Can we remove the absolute value when doing Diophantine Approximation?

Question

This is a very general question. For Diophantine Approximation propositions, the statements always include the absolute value sign, but I think if we can remove the absolute value sign, the approximation will become more useful.

For example, we have Hurwitz's theorem:

For any irrational $\zeta$ there are infinitely many pairs of integers $p,q$ such that $|\zeta - p/q|<\frac{1}{\sqrt{5}q^2}$

However, when we remove the absolute value, is the following statement true or not?

For any irrational $\zeta$ there are infinitely many pairs of integers $p,q$ such that $0<\zeta - p/q<\frac{1}{\sqrt{5}q^2}$

This is just example. My main question is: Is there any theory about it? Where can I get the reference on this topic?

Answer 1

I don't know whether you can drop the absolute value in the approximation. However, it will be true if you drop both the absolute value and the factor $\frac{1}{\sqrt{5}}$.

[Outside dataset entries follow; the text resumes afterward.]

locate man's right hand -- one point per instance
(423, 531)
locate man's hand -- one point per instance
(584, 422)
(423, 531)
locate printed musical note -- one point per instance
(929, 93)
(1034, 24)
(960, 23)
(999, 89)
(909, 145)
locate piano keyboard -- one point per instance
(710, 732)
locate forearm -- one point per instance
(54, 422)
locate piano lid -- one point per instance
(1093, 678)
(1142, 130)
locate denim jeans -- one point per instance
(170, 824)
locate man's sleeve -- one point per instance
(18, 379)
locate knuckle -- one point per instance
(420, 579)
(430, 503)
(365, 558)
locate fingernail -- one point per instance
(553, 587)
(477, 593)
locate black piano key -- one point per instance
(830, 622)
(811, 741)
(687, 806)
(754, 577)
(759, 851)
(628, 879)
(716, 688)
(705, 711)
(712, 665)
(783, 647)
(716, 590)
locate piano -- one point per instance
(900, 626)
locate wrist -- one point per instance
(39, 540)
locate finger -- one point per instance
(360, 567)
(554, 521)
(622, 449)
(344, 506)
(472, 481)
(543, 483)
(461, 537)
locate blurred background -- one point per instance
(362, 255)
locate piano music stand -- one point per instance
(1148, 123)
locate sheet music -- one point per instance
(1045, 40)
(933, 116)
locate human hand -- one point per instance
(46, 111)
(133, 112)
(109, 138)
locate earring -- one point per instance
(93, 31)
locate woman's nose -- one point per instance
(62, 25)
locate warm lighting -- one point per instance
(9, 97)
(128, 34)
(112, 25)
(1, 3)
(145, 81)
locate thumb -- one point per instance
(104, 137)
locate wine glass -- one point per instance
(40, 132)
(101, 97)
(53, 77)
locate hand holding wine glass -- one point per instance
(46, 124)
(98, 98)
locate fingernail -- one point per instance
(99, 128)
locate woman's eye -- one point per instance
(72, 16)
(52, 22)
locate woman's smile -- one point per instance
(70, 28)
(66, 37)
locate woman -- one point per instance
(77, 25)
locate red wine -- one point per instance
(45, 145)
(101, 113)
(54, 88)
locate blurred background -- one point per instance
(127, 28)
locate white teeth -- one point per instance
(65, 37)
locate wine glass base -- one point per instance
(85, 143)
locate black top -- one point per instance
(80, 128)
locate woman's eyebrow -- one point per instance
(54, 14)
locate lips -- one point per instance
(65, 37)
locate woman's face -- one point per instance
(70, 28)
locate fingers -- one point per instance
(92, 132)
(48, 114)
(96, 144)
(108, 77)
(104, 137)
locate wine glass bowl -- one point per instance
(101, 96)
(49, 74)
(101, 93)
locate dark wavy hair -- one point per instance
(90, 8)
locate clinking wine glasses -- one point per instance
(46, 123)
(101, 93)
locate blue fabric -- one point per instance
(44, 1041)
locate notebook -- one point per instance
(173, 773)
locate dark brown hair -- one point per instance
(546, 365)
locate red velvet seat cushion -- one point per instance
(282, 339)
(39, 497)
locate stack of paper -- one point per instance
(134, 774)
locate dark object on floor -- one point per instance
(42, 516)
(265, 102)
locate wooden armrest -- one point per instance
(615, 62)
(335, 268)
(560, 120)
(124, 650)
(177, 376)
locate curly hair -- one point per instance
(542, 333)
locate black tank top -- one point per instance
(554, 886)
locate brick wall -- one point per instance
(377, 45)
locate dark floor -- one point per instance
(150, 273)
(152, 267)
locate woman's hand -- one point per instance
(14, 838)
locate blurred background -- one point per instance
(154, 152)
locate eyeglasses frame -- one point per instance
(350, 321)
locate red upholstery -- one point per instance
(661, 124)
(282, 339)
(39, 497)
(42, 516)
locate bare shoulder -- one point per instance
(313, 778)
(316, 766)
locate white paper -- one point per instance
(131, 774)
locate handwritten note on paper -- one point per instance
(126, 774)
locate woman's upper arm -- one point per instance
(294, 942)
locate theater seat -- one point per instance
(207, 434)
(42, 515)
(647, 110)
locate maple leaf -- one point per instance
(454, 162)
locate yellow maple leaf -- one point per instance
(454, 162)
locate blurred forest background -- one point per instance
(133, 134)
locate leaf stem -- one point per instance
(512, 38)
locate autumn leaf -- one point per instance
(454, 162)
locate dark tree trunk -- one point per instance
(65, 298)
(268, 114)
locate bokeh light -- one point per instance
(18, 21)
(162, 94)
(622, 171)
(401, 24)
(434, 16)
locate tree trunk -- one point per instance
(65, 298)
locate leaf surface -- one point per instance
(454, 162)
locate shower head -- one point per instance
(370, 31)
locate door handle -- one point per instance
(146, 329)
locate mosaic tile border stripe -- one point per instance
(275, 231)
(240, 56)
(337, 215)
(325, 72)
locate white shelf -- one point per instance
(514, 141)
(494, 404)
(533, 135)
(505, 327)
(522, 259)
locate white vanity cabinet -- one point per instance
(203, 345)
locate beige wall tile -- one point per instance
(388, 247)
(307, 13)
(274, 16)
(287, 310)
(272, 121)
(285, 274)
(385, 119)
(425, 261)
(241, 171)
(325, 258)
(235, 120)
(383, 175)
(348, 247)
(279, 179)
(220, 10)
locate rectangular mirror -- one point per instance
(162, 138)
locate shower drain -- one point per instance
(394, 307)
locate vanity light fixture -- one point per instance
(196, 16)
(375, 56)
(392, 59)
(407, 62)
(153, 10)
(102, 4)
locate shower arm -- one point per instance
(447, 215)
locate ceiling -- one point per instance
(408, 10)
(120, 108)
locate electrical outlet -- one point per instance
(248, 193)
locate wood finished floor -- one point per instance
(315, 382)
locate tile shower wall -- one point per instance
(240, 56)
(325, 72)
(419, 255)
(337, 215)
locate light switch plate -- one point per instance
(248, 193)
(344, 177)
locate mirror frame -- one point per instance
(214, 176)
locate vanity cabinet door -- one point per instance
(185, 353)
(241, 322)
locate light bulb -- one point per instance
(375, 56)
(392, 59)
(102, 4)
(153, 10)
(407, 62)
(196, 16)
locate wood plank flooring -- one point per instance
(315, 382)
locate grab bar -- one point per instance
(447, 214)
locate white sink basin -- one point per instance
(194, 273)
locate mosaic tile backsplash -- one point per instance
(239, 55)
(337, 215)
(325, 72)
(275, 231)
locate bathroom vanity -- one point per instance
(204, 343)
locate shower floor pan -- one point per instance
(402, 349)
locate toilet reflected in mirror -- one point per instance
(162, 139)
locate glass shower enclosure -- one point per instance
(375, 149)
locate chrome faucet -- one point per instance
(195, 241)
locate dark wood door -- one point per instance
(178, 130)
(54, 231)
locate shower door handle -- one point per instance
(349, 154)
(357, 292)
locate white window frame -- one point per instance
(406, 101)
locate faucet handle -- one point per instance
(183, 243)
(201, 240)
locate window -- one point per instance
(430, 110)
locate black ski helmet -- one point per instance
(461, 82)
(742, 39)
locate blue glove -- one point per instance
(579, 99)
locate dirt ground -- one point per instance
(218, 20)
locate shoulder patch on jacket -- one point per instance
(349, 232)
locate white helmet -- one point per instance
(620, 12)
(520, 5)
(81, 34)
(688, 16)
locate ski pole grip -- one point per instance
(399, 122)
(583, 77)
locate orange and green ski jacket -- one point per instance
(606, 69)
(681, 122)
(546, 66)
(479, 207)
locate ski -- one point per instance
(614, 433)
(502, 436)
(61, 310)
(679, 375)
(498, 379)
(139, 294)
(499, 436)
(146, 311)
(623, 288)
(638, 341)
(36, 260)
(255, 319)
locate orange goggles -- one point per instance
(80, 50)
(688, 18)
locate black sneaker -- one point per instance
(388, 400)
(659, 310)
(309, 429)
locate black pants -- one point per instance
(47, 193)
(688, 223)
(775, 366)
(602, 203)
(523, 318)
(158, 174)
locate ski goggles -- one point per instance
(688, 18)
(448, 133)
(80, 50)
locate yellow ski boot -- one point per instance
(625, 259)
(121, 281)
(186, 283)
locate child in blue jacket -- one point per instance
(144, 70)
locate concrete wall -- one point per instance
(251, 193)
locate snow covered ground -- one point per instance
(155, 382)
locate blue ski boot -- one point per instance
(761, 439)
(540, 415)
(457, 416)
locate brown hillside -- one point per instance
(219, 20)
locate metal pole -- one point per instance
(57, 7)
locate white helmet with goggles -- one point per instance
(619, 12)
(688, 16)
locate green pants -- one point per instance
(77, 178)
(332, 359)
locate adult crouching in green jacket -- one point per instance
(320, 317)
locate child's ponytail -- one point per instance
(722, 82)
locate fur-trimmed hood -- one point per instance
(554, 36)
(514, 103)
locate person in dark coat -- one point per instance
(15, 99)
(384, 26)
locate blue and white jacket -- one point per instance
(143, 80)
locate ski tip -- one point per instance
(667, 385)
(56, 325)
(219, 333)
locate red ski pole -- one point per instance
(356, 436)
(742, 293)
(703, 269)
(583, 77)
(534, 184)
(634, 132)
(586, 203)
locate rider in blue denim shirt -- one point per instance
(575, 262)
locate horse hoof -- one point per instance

Quoting material from $\S$ 1.3 of Ivan Niven's book Diophantine Approximations, we have following asymmetric approximation of irrational numbers.

Theorem 1.7 - Given any irrational number $\theta$ and any non-negative real number $\tau$, there exists infinitely many rational numbers $\frac{h}{k}$ such that $$-\frac{1}{\sqrt{1+4\tau}k^2} < \theta - \frac{h}{k} < \frac{\tau}{\sqrt{1+4\tau}k^2}$$ Furthermore, the statement holds if we replace the central piece by $\frac{h}{k} - \theta$.

As a corollary,

Corollary 1.9 - Given any irrational $\theta$, there are infinitely many rationals $\frac{h}{k}$ such that $$-\frac{1}{k^2} < \theta - \frac{h}{k} < 0$$ and also infinitely many rationals $\frac{h}{k}$ such that $$ 0 < \theta - \frac{h}{k} < \frac{1}{k^2}$$